The preview version of the game sent out to hacks this month is certainly a humbler proposition than Sackboy's opus, opening with a CG cut-scene about a driver called Tag, and the silly events that put him behind the wheel of a kart in the world-famous Mod Racing Championship, where he is schooled by a moustachioed mechanic hoping to relive former glories through his generic new protégé.

The Career mode that soon opens up is a straightforward procession of races in unremarkable but distinctive locations, in which you're encouraged to race to win and also fulfil secondary objectives for bonuses. Before, during and afterwards, you're entertained by fantastically monikered pundits Biff Tradwell and Gary Reasons, who crack wise from behind a newsdesk.

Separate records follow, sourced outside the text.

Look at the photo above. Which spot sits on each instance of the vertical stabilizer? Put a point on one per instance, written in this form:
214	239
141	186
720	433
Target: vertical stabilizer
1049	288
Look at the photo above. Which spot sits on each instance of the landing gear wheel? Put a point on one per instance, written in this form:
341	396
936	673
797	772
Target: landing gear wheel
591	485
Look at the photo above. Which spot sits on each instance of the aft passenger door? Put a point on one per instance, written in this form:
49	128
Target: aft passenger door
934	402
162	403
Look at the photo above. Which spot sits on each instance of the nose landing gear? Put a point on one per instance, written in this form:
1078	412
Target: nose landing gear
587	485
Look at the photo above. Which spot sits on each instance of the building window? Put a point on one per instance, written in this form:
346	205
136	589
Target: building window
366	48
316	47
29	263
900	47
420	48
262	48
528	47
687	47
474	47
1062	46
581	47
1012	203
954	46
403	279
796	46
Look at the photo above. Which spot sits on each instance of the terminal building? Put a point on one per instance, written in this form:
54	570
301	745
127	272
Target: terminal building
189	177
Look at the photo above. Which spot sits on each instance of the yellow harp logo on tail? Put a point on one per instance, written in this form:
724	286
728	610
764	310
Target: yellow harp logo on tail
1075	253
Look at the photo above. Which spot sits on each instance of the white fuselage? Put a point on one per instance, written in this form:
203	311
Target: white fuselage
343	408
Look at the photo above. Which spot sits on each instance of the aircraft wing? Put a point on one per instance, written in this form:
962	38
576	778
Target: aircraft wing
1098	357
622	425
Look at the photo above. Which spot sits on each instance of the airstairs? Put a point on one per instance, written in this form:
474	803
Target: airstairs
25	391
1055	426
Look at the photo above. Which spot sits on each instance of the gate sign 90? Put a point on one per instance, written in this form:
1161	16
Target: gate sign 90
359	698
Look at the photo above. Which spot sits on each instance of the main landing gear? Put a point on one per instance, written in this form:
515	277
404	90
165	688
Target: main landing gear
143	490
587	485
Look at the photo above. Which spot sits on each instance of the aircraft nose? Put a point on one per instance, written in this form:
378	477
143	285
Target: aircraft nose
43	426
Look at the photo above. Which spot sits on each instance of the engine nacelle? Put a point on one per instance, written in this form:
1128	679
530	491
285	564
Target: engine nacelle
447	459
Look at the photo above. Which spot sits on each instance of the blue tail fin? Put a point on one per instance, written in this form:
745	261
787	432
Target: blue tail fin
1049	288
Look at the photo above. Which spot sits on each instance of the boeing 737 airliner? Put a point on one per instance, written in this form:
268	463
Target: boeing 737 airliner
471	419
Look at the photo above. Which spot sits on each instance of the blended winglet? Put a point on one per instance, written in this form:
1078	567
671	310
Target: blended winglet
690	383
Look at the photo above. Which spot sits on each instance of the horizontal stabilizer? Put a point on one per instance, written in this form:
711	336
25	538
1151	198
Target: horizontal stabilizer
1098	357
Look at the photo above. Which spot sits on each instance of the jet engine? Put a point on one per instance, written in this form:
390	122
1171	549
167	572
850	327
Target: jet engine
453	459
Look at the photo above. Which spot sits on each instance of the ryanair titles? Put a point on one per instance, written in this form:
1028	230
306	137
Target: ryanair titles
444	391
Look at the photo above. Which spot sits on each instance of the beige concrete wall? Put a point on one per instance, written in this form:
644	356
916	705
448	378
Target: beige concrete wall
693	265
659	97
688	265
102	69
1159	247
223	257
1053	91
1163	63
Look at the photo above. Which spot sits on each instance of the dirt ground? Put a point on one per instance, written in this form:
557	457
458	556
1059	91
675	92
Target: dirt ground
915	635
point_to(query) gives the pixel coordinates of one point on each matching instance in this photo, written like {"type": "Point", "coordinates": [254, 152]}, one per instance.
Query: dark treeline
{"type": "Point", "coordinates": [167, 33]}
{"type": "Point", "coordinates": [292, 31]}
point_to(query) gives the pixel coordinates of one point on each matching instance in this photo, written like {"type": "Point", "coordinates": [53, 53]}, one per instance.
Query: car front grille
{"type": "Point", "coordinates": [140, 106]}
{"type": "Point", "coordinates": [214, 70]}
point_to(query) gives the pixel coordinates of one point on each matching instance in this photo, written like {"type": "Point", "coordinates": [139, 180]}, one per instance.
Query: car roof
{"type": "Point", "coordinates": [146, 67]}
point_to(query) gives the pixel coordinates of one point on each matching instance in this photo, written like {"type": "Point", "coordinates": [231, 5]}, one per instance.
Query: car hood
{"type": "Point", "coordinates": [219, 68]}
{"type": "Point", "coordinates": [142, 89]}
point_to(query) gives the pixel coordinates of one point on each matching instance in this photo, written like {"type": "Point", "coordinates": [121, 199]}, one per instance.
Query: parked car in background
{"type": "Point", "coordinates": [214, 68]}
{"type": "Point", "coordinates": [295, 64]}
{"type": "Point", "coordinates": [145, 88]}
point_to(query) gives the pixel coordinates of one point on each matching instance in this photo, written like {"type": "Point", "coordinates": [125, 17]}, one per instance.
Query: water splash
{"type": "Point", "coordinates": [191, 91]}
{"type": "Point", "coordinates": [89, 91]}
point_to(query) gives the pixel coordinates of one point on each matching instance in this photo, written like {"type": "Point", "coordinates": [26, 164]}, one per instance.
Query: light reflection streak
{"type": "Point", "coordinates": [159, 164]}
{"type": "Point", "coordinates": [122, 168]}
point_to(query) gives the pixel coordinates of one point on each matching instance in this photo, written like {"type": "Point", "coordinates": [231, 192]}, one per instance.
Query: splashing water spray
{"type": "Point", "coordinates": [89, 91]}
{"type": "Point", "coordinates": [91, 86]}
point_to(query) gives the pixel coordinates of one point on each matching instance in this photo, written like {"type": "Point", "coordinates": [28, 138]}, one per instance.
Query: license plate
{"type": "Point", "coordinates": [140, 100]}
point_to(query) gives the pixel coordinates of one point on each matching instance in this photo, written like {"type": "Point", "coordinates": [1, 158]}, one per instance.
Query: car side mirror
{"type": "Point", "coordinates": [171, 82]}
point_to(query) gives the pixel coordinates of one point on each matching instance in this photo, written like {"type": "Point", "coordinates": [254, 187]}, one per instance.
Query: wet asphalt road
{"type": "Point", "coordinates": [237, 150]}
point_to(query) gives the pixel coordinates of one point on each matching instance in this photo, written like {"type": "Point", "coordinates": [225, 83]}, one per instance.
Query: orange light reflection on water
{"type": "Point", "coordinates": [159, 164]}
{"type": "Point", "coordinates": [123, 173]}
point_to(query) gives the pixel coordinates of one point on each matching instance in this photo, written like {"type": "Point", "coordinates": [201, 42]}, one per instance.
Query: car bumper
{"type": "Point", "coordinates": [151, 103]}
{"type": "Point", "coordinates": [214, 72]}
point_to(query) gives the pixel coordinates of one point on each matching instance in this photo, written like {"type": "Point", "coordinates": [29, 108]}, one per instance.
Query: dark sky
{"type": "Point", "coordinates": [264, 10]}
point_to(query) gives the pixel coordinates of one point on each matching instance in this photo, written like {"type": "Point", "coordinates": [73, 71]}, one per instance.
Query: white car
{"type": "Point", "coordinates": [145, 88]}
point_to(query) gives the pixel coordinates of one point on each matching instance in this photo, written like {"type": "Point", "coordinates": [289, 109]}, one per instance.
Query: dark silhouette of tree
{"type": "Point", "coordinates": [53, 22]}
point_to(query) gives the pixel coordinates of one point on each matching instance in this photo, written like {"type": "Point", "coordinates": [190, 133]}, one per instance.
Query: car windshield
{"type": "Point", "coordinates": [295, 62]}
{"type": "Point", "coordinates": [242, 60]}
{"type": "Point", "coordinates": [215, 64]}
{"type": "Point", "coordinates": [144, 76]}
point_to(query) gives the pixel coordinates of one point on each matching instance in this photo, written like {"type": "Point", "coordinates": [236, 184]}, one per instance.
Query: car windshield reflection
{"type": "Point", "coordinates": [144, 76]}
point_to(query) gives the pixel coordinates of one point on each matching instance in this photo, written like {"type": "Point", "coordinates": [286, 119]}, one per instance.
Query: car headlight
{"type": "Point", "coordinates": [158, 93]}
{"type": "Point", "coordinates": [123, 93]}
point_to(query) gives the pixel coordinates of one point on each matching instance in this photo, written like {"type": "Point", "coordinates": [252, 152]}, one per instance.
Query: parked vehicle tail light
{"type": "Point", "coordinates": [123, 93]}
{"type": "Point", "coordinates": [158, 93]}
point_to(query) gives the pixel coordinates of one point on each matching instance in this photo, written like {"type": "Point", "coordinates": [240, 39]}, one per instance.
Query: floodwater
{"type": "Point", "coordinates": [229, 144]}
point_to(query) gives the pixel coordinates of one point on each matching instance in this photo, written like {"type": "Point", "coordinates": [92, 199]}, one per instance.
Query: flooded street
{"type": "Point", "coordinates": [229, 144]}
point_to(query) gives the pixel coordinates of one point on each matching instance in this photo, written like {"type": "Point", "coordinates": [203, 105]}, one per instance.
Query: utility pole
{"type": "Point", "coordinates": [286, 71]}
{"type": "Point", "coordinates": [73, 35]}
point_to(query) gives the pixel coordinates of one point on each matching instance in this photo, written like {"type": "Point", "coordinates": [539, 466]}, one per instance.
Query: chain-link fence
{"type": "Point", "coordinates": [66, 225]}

On the track, steering control feels a little sloppy at the moment, but the X-button drift move is well executed, angling your car ever so slightly too far towards the inside kerb. This restrains you from gratuitous powersliding, because you'll either zoom into the barrier or need to decelerate if you release too late and regain traction pointing at something solid and damaging. It's a ploy that also allows skilled karters to take advantage of the speed increase it bestows under the right circumstances.

Tom inexpertly pilots his starter kart through the game's first race.

Power-ups, meanwhile, are as old as time itself (well, Mario Kart itself), and rather uninspiring at first glance. Nintendo's shells and banana peels really have stifled innovation in this genre - the leader-seeking projectile here even has the balls to be blue, which is hopefully some sort of tribute.

One variation is the multipurpose boost bar, filled by drifting, which allows you to sprint past your rivals or perform a sideswipe move, and also fuels a shield for deflecting incoming projectiles. This wolfs down your boost earnings, so it's a question of waiting for the right moment to deploy it, which requires a bit of skill when you're trying to string turns together.

Watch us put together a driver in ModNation Racers.

ModNation Racers' debt to the Mario Kart dynasty was always likely to run very red, but in some respects it's a little alarming - from jumps and shortcuts in mild disguise to boost pads, it's all in a language we understand and are perhaps a little tired of practicing. Presumably the idea, as with LittleBigPlanet's approach to platforming, was to encourage people to delve into the creative side of the game by making the core gameplay as familiar as possible.

With only four tracks in our preview copy, it's to the creator we next turn ourselves. Like LBP, you unlock new things, including car parts, clothing, track furniture and stickers, by playing the Career mode. Some are awarded for winning, some for secondary objectives (use three boost pads, get 3000 drift points - that sort of thing), and there's a hidden token to collect on each track, which can be spent at the shop.